Preliminary animal studies at CDC suggest severe damage to airway epithelium after inhalation exposure to high air concentrations of a butter flavoring used in factory A. Further animal studies are planned to determine the causal ingredients in the complex butter-flavoring mixture.

The Food and Drug Administration regulates flavorings based on the safety of the amounts consumed, not the safety of prolonged worker inhalation of high concentrations. CDC has no evidence to suggest risk for consumers in the preparation and consumption of microwave popcorn.

CDC is investigating whether other cases of fixed obstructive lung disease have occurred in workers at other microwave popcorn factories. Health-care providers should report to state health authorities and CDC any cases of suspected occupational respiratory disease in workers exposed to food flavorings.

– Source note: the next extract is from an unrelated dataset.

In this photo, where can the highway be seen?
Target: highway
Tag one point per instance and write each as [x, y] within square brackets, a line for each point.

  1. CDC. Work-related lung disease surveillance report, 1999. Washington, DC: U.S. Department of Health and Human Services, Public Health Service, CDC, National Institute for Occupational Safety and Health, 1999.
  2. CDC. Third National Health and Nutrition Examination Survey, 1988--1994, NHANES III Examination Data File [CD-ROM]. Hyattsville, Maryland: U.S. Department of Health and Human Services, Public Health Service, CDC, 1996. (Public use data file documentation No. 76200.)
  3. King TE, Jr. Bronchiolitis. In: Fishman's Pulmonary Diseases and Disorders, 3rd ed. New York, New York: McGraw Hill, 1998.